Von 1851 bis 1861 baute der Kanton Uri nach einem Projektplan der Ingenieure M. Hegner, Richard La Nicca und Karl Emanuel Müller für den Fluss in der Reussebene einen Kanal von Attinghausen bis zur Mündung in den Urnersee.[10]
Im Jahr 1810 erteilte der Kanton Aargau dem Badener Wasserbauingenieur Johann Gottfried Tulla den Auftrag für eine Studie über Korrektionsmassnahmen an der Reuss. 1811 begannen die Bauarbeiten mit dem Durchstich einer Flussschlaufe bei Fischbach-Göslikon unterhalb von Bremgarten. Doch auch nach dem Abschneiden eines zweiten Mäanders blieben weitere Erosionsschäden an den Flussufern nicht aus. Aus weiteren Gutachten der Ingenieure Richard La Nicca von 1851 und Conradin Zschokke von 1905 gingen neue flussbauliche Vorschläge hervor. Während die ursprünglich geplante Begradigung der Reuss im Gebiet der weiteren grossen Schlaufen bei Eggenwil unterblieb, liess der Kanton Aargau zwischen 1905 und 1950 die Ufer in diesem flachen Flussabschnitt stellenweise sichern und mit Mauern, Betonverkleidungen und Wuhren verstärken.[11]

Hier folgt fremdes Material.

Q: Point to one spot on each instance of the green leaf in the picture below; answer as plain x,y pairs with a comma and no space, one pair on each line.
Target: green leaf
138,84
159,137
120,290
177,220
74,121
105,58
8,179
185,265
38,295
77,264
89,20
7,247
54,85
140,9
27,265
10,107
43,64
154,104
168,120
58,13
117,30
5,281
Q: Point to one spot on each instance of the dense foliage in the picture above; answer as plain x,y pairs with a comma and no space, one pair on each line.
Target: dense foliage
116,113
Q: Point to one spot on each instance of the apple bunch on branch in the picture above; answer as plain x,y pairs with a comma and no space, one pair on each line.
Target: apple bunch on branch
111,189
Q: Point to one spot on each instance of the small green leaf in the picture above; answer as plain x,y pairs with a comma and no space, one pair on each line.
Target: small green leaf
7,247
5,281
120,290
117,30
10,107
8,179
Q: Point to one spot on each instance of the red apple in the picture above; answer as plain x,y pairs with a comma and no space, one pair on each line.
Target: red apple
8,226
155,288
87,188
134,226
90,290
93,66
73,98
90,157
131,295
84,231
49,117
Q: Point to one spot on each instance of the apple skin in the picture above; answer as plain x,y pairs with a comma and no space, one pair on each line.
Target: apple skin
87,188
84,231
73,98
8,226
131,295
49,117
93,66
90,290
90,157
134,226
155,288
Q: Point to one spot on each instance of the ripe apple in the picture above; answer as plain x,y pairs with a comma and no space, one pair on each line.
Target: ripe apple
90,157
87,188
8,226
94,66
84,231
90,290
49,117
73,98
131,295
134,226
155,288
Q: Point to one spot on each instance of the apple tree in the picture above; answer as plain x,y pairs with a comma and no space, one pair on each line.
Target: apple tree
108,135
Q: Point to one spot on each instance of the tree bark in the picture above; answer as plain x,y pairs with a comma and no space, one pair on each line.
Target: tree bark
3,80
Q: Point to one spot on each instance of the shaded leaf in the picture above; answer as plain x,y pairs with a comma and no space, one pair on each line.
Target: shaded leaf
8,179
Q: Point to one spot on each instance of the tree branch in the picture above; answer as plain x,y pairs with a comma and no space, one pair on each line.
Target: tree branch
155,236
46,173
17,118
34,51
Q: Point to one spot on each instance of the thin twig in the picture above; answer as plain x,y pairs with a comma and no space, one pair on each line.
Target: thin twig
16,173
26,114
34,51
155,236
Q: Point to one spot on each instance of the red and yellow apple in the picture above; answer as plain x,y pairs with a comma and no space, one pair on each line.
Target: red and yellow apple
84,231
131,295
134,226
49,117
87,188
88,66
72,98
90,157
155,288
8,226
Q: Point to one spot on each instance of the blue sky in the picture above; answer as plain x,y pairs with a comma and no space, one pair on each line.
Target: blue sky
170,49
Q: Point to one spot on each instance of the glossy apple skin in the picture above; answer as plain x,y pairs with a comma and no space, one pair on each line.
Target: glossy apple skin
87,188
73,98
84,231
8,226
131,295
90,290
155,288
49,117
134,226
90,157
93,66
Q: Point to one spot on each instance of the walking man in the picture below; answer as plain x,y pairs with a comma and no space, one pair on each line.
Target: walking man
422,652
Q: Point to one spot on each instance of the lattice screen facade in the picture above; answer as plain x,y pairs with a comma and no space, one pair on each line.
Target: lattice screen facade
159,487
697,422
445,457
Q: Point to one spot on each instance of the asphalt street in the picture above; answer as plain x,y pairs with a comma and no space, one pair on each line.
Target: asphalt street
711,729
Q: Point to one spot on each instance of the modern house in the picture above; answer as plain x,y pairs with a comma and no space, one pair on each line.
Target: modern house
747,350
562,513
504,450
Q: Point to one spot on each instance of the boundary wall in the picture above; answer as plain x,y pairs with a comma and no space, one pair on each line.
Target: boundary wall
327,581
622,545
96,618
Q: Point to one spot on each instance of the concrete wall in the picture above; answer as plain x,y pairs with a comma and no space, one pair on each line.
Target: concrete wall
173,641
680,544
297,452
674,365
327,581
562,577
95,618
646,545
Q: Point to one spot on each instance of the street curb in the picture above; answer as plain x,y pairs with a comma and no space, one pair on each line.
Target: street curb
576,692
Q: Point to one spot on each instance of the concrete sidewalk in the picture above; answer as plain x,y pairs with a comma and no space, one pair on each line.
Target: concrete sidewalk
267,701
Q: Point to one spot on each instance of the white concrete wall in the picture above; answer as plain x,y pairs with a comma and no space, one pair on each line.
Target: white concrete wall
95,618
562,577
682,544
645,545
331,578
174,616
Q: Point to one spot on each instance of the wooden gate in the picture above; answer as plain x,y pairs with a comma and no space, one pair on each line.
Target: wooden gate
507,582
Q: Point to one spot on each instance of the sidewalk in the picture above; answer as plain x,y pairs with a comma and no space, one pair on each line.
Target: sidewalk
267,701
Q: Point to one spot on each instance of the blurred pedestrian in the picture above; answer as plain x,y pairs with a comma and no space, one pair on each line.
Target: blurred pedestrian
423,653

Nach einer Konvention der Kantone Zug und Aargau von 1825 galten neue Vorschriften für die Uferverbauungen in der Ebene an der Lorze. Nach einem grossen Hochwasser im Jahr 1846 wurde die Reussverordnung von 1847 erlassen. Nach dem Gutachten von Richard La Nicca von 1851 liess der Kanton Zug den Binnenkanal rechts der Reuss von Cham bis Maschwanden ausführen und 1872 den Reussdamm verstärken. Mit dem Gesetz vom 13. Februar 1915 über den Hochwasserschutz an der Reuss initiierte Zug ein grosses Flussbauprojekt, das bis 1924 dauerte.[12]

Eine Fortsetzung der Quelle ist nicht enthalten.